Telemarketer Repellant

If they say they're John Doe from XYZ Company, ask them to spell their name. Then ask them to spell the company name. Then ask them where it is located, how long it has been in business, how many people work there, how they got into this line of work, if they are married, how many kids they have, etc. Continue asking them personal questions or questions about their company for as long as necessary. Say "no" over and over. Be sure to vary the sound of each one, and keep a rhythmic tempo, even as they are trying to speak. This is most fun if you can do it until they hang up.
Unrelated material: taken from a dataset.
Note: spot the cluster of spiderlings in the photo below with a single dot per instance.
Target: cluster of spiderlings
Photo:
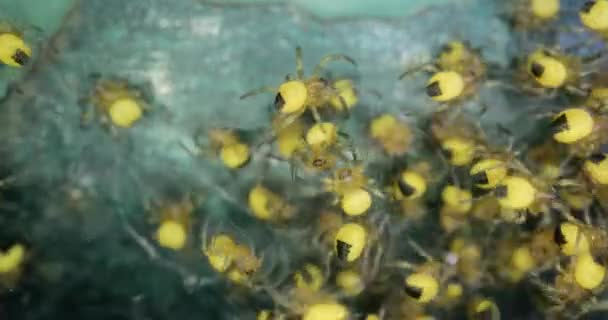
(500, 216)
If MCI calls trying to get you to sign up for the Family and Friends Plan, reply, in as sinister a voice as you can, "I don't have any friends, would you be my friend?" If they start out with, "How are you today?" say, "I'm so glad you asked, because no one these days seems to care, and I have all these problems. My arthritis is acting up, my eyelashes are sore, my dog has the gout..." If the company cleans rugs, respond: "Can you get out blood? Can you get out goat blood? How about human blood?" Tell the telemarketer you are busy at the moment and ask him/her if he/she will give you his/her home phone number so you can call him/her back. When the telemarketer explains that telemarketers cannot give out their home numbers say, "I guess you don't want anyone bothering you at home, right?" The telemarketer will agree and you say, "Me either!" Hang up. Ask them to repeat everything they say several times. Insist that the caller is really your buddy Leon, playing a joke. "Come on, Leon, cut it out! Seriously, Leon, how's your momma?" Tell them you are hard of hearing and that they need to speak up . . . louder . . . louder . . . When the salesperson asks, "Is this the homeowner?" say, "Is this the salesperson?" And when they say, "Yes," hang up.